Helpful Commands and Tools

Here are some helpful commands and utilities that can assist in debugging and viewing the status of a Kubernetes system outfitted with our solution.

Kubernetes Commands

Retrieve a list of all the nodes within a Kubernetes cluster (run this command on the master node of the cluster, or on a node where 'kubectl' is configured to access the Kubernetes API server process):

kubectl get nodes -o wide

Retrieve a list of all pods in the cluster:

kubectl get pods -o wide

Retieve a list of "Kubernetes System" pods. Pods deployed as part of the RDMA Hardware Daemon Set and Dummy Device Plugin will show up here:

kubectl get pods -o wide --namespace=kube-system

Delete a pod:

kubectl delete pods <POD_NAME>

Delete a Dameon Set:

kubectl delete ds --namespace kube-system <DAEMON_SET_NAME>

View the specific details of a pod:

kubectl describe pods <POD_NAME>

Viewing Information on RDMA Virtual Functions for a Node

Viewing the virtual functions configured on an interface:

ip link show <INTERFACE_NAME>
    ex: ip link show enp4s0f0

Note that the version of iproute2 (the package that provides the ip utility) on Ubuntu that we were using has a bug that causes it to crash when displaying VFs sometimes. To avoid this, use Mellanox's version of the utility, which should already be installed if you have installed Mellanox's OFED drivers for their RDMA cards:

/opt/mellanox/iproute2/sbin/ip link show <INTERFACE_NAME>

Executing a Shell Within a Kubernetes Container

To do this, first access the command line on the node in the cluster that the container is running on (ie: using SSH).
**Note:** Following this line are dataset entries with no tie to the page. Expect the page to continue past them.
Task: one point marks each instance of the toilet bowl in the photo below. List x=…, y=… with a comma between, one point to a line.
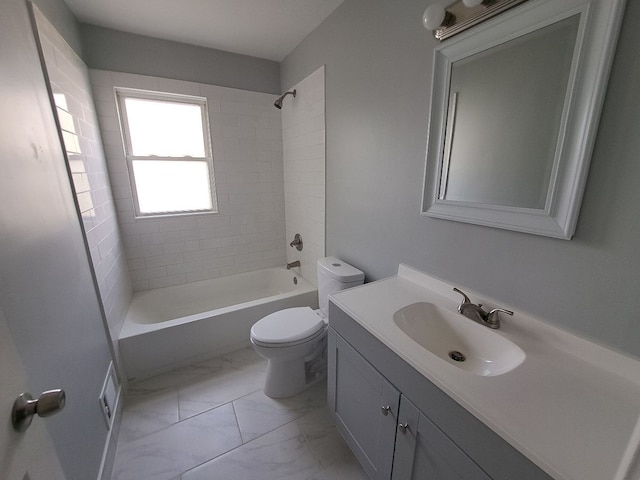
x=294, y=340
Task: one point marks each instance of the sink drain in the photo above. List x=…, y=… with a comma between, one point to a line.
x=457, y=356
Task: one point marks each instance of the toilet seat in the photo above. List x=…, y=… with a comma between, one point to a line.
x=288, y=327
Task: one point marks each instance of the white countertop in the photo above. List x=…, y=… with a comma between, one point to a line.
x=572, y=407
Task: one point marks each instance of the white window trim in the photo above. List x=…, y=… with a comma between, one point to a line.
x=122, y=93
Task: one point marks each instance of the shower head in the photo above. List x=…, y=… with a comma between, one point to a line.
x=278, y=102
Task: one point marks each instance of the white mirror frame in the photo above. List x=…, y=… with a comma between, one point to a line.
x=593, y=55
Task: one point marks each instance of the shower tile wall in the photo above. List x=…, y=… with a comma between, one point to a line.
x=69, y=78
x=248, y=233
x=303, y=139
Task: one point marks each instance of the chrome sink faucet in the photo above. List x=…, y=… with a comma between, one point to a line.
x=477, y=314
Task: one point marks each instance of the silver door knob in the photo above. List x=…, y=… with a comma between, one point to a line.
x=25, y=407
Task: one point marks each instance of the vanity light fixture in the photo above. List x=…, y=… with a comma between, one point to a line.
x=462, y=14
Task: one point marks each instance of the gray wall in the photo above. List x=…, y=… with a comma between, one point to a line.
x=65, y=22
x=107, y=49
x=378, y=68
x=46, y=289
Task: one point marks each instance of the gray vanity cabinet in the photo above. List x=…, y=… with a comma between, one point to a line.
x=390, y=437
x=365, y=407
x=423, y=452
x=372, y=392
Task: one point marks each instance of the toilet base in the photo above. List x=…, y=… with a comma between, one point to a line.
x=287, y=377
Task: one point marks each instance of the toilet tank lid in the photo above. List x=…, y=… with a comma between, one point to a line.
x=339, y=270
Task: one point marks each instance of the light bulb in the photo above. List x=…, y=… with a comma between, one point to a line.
x=433, y=16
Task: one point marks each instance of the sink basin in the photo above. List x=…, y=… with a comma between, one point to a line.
x=458, y=340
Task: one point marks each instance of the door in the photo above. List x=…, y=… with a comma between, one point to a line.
x=18, y=460
x=47, y=295
x=423, y=452
x=364, y=405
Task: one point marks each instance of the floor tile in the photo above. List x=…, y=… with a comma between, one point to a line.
x=280, y=455
x=169, y=452
x=346, y=468
x=146, y=414
x=323, y=438
x=211, y=420
x=258, y=414
x=224, y=386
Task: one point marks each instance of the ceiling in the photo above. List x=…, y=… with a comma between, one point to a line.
x=268, y=29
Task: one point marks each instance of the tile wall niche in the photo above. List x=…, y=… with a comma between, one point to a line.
x=303, y=140
x=69, y=80
x=248, y=233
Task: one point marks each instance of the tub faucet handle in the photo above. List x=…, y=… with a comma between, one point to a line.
x=297, y=242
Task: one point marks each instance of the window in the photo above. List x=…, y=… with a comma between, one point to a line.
x=168, y=152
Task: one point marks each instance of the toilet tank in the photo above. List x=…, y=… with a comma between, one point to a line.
x=335, y=275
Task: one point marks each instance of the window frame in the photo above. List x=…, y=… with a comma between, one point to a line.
x=121, y=94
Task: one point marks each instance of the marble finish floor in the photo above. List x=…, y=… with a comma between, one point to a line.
x=211, y=421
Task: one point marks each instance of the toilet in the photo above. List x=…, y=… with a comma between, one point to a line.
x=294, y=340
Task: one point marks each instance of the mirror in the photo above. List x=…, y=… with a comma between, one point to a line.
x=514, y=109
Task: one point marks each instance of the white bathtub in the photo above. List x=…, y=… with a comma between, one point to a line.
x=173, y=326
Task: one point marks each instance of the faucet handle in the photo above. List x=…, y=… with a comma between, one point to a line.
x=466, y=299
x=492, y=317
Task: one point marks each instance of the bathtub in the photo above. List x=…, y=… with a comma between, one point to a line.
x=173, y=326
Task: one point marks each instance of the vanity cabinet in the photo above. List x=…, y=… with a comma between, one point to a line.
x=365, y=407
x=422, y=451
x=399, y=425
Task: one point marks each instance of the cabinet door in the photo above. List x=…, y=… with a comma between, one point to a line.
x=365, y=407
x=423, y=452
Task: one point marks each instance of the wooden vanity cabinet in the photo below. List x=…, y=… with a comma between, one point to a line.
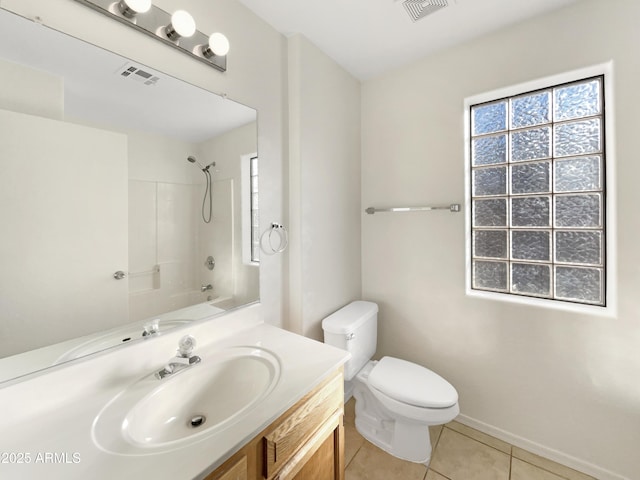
x=305, y=443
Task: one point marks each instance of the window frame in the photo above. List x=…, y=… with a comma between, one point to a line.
x=608, y=213
x=247, y=210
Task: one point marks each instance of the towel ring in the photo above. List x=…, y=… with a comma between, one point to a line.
x=283, y=239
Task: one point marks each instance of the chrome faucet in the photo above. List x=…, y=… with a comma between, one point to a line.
x=183, y=359
x=151, y=328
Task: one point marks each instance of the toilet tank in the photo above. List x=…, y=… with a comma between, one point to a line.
x=353, y=328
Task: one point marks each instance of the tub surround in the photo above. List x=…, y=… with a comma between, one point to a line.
x=56, y=411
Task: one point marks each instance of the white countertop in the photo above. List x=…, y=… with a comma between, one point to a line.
x=56, y=439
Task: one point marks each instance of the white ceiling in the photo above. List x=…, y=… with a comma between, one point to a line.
x=95, y=92
x=369, y=37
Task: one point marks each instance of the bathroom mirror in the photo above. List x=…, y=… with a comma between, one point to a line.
x=122, y=196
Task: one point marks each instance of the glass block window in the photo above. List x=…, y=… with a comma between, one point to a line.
x=253, y=206
x=537, y=194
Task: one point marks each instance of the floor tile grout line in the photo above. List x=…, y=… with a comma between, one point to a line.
x=483, y=443
x=559, y=475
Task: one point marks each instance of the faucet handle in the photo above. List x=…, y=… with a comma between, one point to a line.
x=151, y=328
x=186, y=346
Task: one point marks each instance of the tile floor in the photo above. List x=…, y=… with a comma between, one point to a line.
x=459, y=453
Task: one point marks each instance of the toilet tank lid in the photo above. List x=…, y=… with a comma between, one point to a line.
x=349, y=317
x=412, y=384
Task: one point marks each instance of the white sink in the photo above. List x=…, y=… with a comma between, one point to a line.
x=152, y=416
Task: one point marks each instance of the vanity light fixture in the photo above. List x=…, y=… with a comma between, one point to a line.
x=218, y=45
x=177, y=30
x=182, y=26
x=131, y=8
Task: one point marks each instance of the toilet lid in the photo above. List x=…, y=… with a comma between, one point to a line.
x=409, y=383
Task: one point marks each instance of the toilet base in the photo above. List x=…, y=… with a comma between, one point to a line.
x=405, y=440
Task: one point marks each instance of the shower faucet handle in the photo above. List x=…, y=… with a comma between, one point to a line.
x=119, y=275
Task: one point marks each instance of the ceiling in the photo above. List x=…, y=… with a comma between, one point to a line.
x=369, y=37
x=96, y=91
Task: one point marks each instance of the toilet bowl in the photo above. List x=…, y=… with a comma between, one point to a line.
x=396, y=400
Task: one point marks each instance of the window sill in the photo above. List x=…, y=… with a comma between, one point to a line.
x=558, y=305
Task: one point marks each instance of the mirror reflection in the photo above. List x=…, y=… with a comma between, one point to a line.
x=127, y=198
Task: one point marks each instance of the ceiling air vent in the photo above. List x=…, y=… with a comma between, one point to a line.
x=418, y=9
x=133, y=72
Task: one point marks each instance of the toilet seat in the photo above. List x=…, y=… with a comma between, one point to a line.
x=411, y=384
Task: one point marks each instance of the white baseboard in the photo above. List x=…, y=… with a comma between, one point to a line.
x=546, y=452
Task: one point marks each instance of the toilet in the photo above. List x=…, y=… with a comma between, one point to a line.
x=396, y=400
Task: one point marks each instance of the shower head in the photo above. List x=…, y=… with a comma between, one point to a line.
x=192, y=159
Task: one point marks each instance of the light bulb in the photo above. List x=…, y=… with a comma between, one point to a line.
x=218, y=46
x=130, y=8
x=182, y=25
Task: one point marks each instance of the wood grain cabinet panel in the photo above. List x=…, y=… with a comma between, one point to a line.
x=305, y=443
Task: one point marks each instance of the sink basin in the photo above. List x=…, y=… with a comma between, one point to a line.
x=116, y=337
x=154, y=415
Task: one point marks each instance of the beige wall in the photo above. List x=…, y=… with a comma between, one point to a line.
x=560, y=383
x=324, y=187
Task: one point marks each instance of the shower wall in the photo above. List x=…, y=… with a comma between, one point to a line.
x=168, y=240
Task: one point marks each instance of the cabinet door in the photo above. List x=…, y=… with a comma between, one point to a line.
x=238, y=471
x=321, y=457
x=326, y=463
x=311, y=422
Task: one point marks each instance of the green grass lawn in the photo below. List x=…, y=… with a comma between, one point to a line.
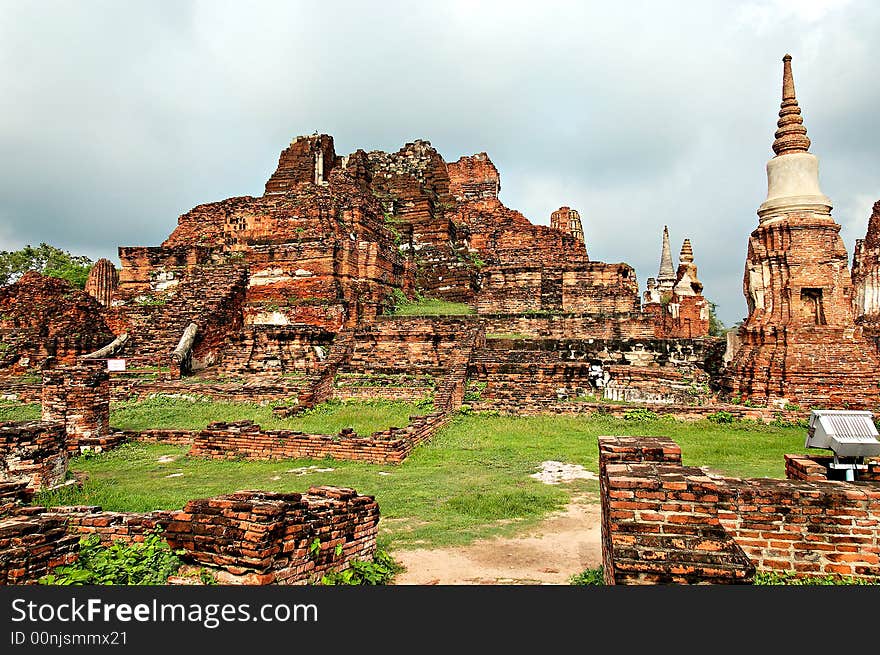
x=471, y=481
x=327, y=418
x=15, y=411
x=433, y=307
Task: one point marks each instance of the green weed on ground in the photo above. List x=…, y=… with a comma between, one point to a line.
x=11, y=410
x=472, y=481
x=432, y=307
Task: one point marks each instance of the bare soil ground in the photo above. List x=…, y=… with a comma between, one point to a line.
x=563, y=544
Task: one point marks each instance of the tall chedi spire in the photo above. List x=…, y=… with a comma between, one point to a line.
x=791, y=135
x=793, y=174
x=686, y=281
x=666, y=275
x=799, y=342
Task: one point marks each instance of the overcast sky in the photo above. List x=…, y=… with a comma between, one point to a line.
x=117, y=117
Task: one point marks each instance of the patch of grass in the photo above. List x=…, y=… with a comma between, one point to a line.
x=588, y=577
x=147, y=563
x=773, y=578
x=380, y=571
x=432, y=307
x=11, y=410
x=472, y=481
x=195, y=413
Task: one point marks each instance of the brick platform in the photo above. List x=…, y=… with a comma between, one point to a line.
x=664, y=522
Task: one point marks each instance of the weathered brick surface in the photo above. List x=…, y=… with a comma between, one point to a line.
x=568, y=220
x=245, y=440
x=660, y=520
x=78, y=397
x=523, y=375
x=799, y=342
x=14, y=494
x=34, y=451
x=663, y=522
x=102, y=281
x=45, y=317
x=249, y=537
x=257, y=537
x=32, y=543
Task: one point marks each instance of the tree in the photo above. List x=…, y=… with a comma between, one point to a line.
x=47, y=260
x=716, y=327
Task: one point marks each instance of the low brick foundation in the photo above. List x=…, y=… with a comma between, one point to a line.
x=259, y=538
x=244, y=439
x=35, y=451
x=170, y=437
x=249, y=537
x=664, y=522
x=660, y=520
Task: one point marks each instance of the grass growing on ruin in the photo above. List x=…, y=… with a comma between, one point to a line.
x=11, y=410
x=432, y=307
x=471, y=481
x=328, y=418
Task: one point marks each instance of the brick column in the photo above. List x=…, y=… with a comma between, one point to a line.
x=79, y=397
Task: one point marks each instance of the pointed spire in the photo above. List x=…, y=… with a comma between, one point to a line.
x=666, y=270
x=791, y=135
x=872, y=238
x=686, y=256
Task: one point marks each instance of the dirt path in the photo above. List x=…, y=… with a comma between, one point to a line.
x=562, y=545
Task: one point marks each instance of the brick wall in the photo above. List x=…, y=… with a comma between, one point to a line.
x=521, y=374
x=660, y=520
x=801, y=526
x=32, y=543
x=46, y=318
x=33, y=450
x=256, y=537
x=78, y=397
x=249, y=537
x=244, y=439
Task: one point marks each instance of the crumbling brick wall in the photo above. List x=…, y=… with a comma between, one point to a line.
x=35, y=451
x=78, y=397
x=249, y=537
x=245, y=440
x=660, y=521
x=32, y=543
x=43, y=318
x=519, y=374
x=257, y=537
x=794, y=526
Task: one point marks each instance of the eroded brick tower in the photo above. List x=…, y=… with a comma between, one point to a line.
x=799, y=343
x=569, y=221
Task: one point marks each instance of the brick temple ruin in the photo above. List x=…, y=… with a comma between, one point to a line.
x=289, y=296
x=800, y=343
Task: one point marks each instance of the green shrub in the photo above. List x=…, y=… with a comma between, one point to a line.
x=147, y=563
x=640, y=414
x=380, y=571
x=721, y=417
x=774, y=578
x=588, y=577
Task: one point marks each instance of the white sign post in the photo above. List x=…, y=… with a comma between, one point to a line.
x=115, y=364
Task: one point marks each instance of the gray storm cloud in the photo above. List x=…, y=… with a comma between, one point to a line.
x=118, y=117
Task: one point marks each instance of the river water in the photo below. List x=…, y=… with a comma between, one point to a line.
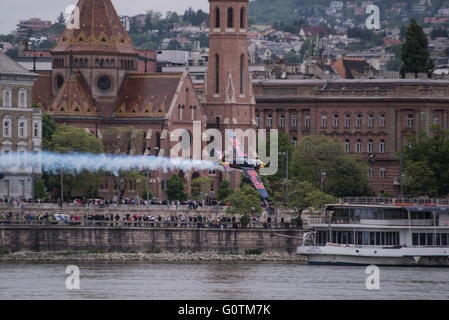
x=218, y=280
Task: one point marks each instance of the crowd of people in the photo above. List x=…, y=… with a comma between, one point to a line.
x=136, y=220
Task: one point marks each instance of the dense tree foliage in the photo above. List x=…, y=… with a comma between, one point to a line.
x=127, y=141
x=303, y=195
x=415, y=54
x=68, y=139
x=224, y=191
x=426, y=165
x=246, y=201
x=345, y=174
x=201, y=187
x=175, y=188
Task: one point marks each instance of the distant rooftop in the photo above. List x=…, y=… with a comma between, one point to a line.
x=9, y=66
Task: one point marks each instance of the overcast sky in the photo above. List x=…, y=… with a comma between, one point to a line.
x=11, y=11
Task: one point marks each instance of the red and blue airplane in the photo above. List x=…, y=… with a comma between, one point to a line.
x=241, y=162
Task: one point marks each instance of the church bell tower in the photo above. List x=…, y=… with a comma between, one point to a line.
x=229, y=98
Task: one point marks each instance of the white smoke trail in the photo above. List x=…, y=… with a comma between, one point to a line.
x=77, y=162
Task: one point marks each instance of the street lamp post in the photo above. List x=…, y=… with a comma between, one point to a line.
x=322, y=177
x=62, y=187
x=286, y=175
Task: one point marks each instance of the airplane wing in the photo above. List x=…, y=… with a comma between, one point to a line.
x=238, y=152
x=257, y=182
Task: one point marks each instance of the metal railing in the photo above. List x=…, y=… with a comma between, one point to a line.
x=395, y=201
x=142, y=224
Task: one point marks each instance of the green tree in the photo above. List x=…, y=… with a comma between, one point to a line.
x=175, y=188
x=303, y=195
x=48, y=129
x=426, y=164
x=415, y=54
x=146, y=191
x=245, y=202
x=68, y=139
x=292, y=57
x=224, y=191
x=125, y=141
x=173, y=45
x=40, y=190
x=345, y=174
x=60, y=19
x=201, y=187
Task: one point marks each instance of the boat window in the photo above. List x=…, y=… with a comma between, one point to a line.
x=415, y=239
x=429, y=239
x=444, y=239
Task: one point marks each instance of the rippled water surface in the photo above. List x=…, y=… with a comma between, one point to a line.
x=213, y=281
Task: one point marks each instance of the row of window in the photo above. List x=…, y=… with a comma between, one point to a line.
x=382, y=173
x=347, y=121
x=294, y=123
x=99, y=63
x=181, y=109
x=20, y=159
x=363, y=238
x=7, y=128
x=430, y=239
x=230, y=18
x=369, y=146
x=8, y=94
x=217, y=73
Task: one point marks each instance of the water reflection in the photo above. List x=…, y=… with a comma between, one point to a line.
x=224, y=280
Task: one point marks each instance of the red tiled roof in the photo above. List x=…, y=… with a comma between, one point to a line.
x=349, y=68
x=101, y=31
x=73, y=98
x=147, y=94
x=42, y=90
x=314, y=31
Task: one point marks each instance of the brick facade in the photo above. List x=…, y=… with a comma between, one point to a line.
x=372, y=117
x=20, y=130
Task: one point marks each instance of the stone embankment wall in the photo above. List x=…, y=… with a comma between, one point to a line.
x=122, y=239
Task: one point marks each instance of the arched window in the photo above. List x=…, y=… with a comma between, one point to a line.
x=358, y=146
x=370, y=146
x=7, y=127
x=158, y=141
x=347, y=146
x=217, y=73
x=22, y=128
x=22, y=98
x=295, y=141
x=242, y=65
x=217, y=18
x=7, y=97
x=382, y=146
x=242, y=18
x=230, y=18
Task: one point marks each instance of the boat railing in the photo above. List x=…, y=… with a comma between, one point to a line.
x=395, y=201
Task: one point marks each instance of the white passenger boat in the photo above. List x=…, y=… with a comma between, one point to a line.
x=400, y=235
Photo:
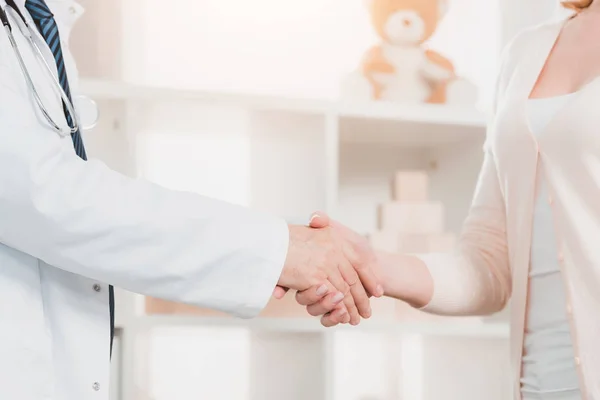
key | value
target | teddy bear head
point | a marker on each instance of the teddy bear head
(406, 22)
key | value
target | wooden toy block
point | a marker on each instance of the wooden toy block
(442, 243)
(411, 186)
(424, 218)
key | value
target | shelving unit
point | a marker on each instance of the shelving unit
(297, 156)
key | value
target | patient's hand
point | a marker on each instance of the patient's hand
(323, 300)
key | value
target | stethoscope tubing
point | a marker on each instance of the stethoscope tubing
(40, 59)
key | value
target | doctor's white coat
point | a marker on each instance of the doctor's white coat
(69, 228)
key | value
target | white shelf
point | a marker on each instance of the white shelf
(308, 325)
(361, 122)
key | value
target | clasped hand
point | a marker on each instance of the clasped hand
(333, 271)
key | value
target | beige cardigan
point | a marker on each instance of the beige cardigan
(492, 263)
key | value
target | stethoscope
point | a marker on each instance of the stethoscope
(84, 102)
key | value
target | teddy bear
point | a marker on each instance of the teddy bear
(399, 68)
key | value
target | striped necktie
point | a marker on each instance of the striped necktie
(46, 25)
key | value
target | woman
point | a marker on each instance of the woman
(533, 232)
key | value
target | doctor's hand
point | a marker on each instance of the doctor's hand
(322, 255)
(364, 250)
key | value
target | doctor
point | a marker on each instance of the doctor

Next, run docker ps to determine all of the Docker containers running on that node. Search this list for the container you are interested in (the CREATED time of the container, the COMMAND run inside of it, and the container IMAGE used can all be helpful here). Each pod will have at least two containers, once 'pause' container and one or more other application containers. When executing a shell, you should do so in one of the application containers. Once you have located the correct containers, find its CONTAINER ID and execute docker exec -it <container_id> /bin/bash (note that this assumes the container has the /bin/bash executable inside of it, adjust to your environment as necessary).

Errors

A couple of misc. issues and how to address them.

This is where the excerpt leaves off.